Parties du corps : article défini VS adjectif possessif

Récemment, lors d’un cours, je me suis rendu compte qu’il fallait que je revoie cette règle car s’il est évident pour moi de choisir entre l’article défini et l’adjectif possessif, ce n’est pas toujours évident pour les apprenant·e·s, même les plus avancé·e·s.

En effet, on peut dire je me suis lavé les mains, j’ai lavé mes mains, j’ai mal au genou, mon genou me fait mal, j’ai teint mes cheveux, je me suis teint les cheveux en noir, etc.

Plusieurs choses doivent être prises en considération.

  • Sujet ou objet ?

Si la partie du corps est sujet, on emploie le possessif : mon genou me fait mal, mes yeux sont fatigués, mon nez a pris un coup de soleil… Cependant, souvenez-vous que nous sommes en français et qu’il n’est pas impossible que vous entendiez parfois l’article défini en sujet.
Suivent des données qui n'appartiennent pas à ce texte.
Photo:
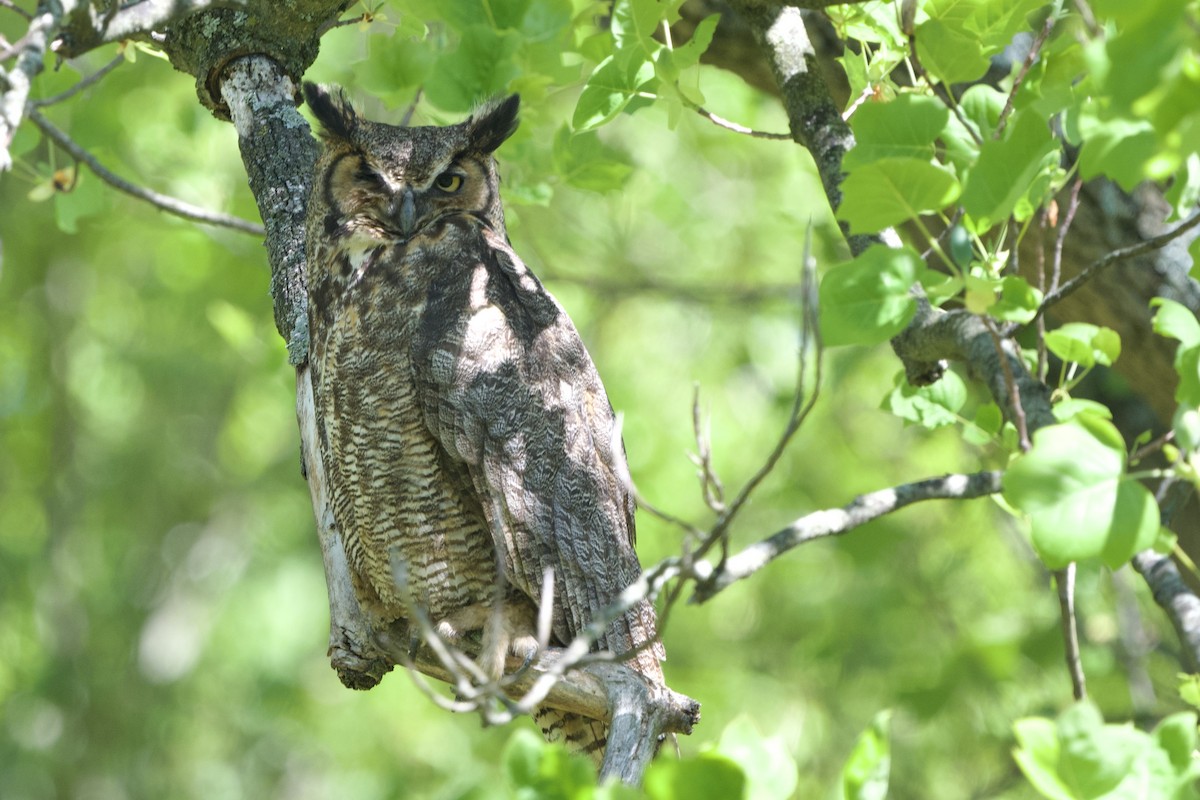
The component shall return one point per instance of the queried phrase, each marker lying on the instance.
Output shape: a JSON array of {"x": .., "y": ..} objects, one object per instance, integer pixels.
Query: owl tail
[{"x": 579, "y": 734}]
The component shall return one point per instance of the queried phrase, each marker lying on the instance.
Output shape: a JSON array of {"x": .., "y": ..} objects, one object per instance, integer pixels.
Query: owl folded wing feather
[{"x": 514, "y": 395}]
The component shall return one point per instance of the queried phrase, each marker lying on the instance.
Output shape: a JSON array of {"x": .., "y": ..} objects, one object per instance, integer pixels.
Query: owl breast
[{"x": 409, "y": 521}]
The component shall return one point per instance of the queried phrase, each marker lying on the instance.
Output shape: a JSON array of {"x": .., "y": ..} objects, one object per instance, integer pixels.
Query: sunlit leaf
[
  {"x": 889, "y": 191},
  {"x": 1080, "y": 504},
  {"x": 867, "y": 771},
  {"x": 868, "y": 300}
]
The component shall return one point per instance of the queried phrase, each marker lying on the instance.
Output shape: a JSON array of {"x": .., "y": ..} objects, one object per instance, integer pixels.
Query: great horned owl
[{"x": 466, "y": 434}]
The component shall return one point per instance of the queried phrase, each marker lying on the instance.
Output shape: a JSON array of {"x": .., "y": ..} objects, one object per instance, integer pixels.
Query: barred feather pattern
[{"x": 463, "y": 427}]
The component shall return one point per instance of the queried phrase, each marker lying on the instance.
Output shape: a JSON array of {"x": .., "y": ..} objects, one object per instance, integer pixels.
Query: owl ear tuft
[
  {"x": 493, "y": 122},
  {"x": 333, "y": 110}
]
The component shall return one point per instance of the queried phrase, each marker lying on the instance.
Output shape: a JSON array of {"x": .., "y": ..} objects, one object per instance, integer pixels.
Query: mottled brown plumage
[{"x": 463, "y": 426}]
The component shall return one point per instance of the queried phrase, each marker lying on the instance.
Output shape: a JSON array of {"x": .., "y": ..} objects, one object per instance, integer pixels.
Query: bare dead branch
[
  {"x": 1174, "y": 596},
  {"x": 1030, "y": 58},
  {"x": 803, "y": 398},
  {"x": 720, "y": 121},
  {"x": 168, "y": 204},
  {"x": 84, "y": 83},
  {"x": 936, "y": 335},
  {"x": 1014, "y": 396},
  {"x": 88, "y": 28},
  {"x": 15, "y": 83},
  {"x": 711, "y": 486},
  {"x": 1116, "y": 257},
  {"x": 835, "y": 522},
  {"x": 1065, "y": 584}
]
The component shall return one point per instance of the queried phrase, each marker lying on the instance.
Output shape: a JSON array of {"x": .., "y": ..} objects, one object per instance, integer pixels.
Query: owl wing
[{"x": 510, "y": 391}]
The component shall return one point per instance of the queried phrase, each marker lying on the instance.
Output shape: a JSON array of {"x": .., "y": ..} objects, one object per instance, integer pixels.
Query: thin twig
[
  {"x": 1065, "y": 583},
  {"x": 163, "y": 202},
  {"x": 1063, "y": 229},
  {"x": 709, "y": 482},
  {"x": 1014, "y": 395},
  {"x": 1115, "y": 257},
  {"x": 737, "y": 128},
  {"x": 803, "y": 400},
  {"x": 835, "y": 522},
  {"x": 1043, "y": 355},
  {"x": 95, "y": 77},
  {"x": 1030, "y": 58},
  {"x": 948, "y": 100}
]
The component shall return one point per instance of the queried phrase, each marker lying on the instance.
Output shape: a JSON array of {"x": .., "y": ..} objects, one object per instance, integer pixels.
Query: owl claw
[{"x": 513, "y": 636}]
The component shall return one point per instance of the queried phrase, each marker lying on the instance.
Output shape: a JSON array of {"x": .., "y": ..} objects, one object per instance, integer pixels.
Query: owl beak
[{"x": 407, "y": 212}]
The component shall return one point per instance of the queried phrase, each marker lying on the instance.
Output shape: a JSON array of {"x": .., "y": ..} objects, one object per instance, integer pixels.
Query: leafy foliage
[{"x": 162, "y": 600}]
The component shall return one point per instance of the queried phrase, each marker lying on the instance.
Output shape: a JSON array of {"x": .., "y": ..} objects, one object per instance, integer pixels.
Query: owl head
[{"x": 393, "y": 181}]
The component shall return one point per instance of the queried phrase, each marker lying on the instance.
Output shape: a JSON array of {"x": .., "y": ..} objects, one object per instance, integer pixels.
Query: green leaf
[
  {"x": 768, "y": 767},
  {"x": 545, "y": 19},
  {"x": 1018, "y": 302},
  {"x": 586, "y": 162},
  {"x": 538, "y": 770},
  {"x": 867, "y": 301},
  {"x": 867, "y": 771},
  {"x": 706, "y": 777},
  {"x": 481, "y": 66},
  {"x": 891, "y": 191},
  {"x": 948, "y": 53},
  {"x": 688, "y": 54},
  {"x": 612, "y": 84},
  {"x": 930, "y": 407},
  {"x": 1037, "y": 755},
  {"x": 1093, "y": 757},
  {"x": 84, "y": 199},
  {"x": 522, "y": 758},
  {"x": 635, "y": 22},
  {"x": 1007, "y": 169},
  {"x": 1176, "y": 735},
  {"x": 1189, "y": 689},
  {"x": 996, "y": 22},
  {"x": 1080, "y": 504},
  {"x": 1072, "y": 407},
  {"x": 1084, "y": 343},
  {"x": 1119, "y": 149},
  {"x": 987, "y": 423},
  {"x": 1186, "y": 425},
  {"x": 1175, "y": 320},
  {"x": 906, "y": 127}
]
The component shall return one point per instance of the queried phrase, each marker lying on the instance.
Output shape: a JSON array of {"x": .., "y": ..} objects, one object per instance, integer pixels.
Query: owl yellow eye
[{"x": 449, "y": 182}]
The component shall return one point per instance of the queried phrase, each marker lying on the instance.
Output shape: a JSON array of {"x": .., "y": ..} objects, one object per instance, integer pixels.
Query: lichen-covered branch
[
  {"x": 835, "y": 522},
  {"x": 94, "y": 25},
  {"x": 16, "y": 82},
  {"x": 71, "y": 28},
  {"x": 279, "y": 152},
  {"x": 1174, "y": 596}
]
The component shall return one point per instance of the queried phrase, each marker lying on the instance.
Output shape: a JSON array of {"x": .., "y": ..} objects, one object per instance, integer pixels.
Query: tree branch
[
  {"x": 1174, "y": 596},
  {"x": 279, "y": 154},
  {"x": 168, "y": 204},
  {"x": 1065, "y": 584},
  {"x": 15, "y": 83},
  {"x": 1116, "y": 257},
  {"x": 835, "y": 522},
  {"x": 88, "y": 28}
]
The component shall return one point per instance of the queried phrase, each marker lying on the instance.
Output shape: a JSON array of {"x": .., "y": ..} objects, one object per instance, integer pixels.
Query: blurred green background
[{"x": 162, "y": 605}]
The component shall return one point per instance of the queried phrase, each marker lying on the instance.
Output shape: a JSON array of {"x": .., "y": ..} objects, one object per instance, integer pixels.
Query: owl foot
[{"x": 510, "y": 632}]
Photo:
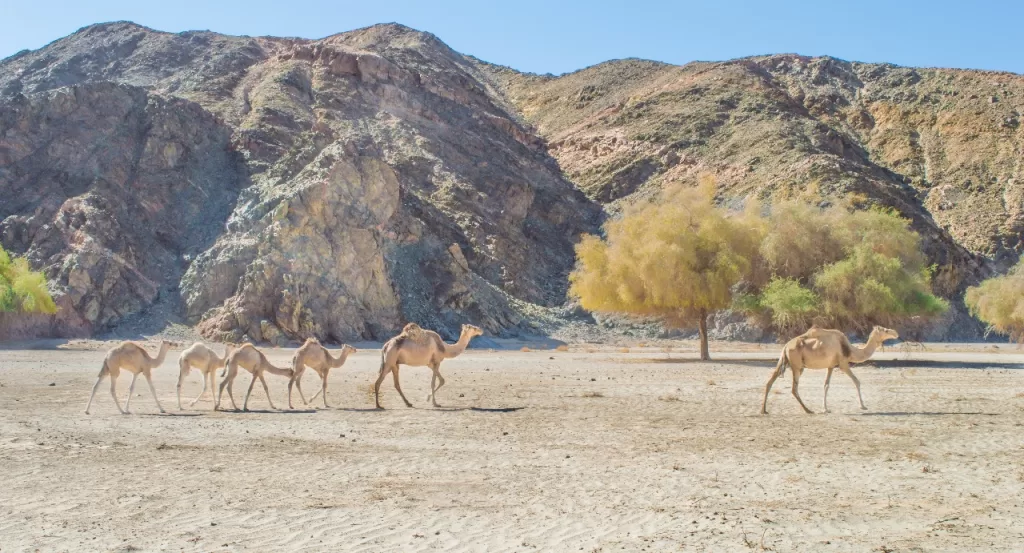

Par exemple, si je dis “le genou me fait mal”, il est assez évident que je parle de mon genou, et l’article défini est donc possible. Dans ce cas, les deux sont possibles.

Si la partie du corps est object direct et que la relation de possession est évidente, on utilise l’article défini : j’ai mal à la tête (la mienne), elle a levé la main (la sienne), il a levé les yeux au ciel (les siens)… Il n’y a pas d’ambigüité sur le possesseur.

  • Qui fait l’action sur la partie du corps ?

Que vous fassiez l’action sur votre propre corps ou sur celui de quelqu’un d’autre, il faut utiliser l’article défini, mais quand c’est sur quelqu’un d’autre, vous devez également utiliser un pronom COI : je lui ai touché le bras (le sien), elle m’a attrapé la main (la mienne), il lui a écrasé le pied, etc.

Si vous dites : *J’ai touché le bras, on se demande le bras de qui ? *Elle a attrapé la main, la main de qui ? *Il a écrasé le pied, le pied de qui ?

  • Le nom est-il modifié par un adjectif (ou un équivalent) ?

Si le nom est modifié, il faut utiliser l’adjectif possessif : elle se brosse ses longs cheveux pendant 10 minutes tous les matins, il a écorché son dos musclé en faisant du sport (sans adjectif, on dirait plutôt : il s’est écorché le dos).

On utilisera l’article défini avec les adjectifs droit·e et gauche : il s’est écorché le genou gauche, j’ai mal à la main droite.

On pourrait en dire un peu plus à ce sujet et parler de l’article indéfini qui est également parfois adéquat, mais si vous savez cela, vous en savez déjà beaucoup. Une erreur assez fréquente que font les apprenant·e·s, c’est de calquer sur les structures anglaises et d’utiliser le possessif quand on doit plutôt utiliser le défini.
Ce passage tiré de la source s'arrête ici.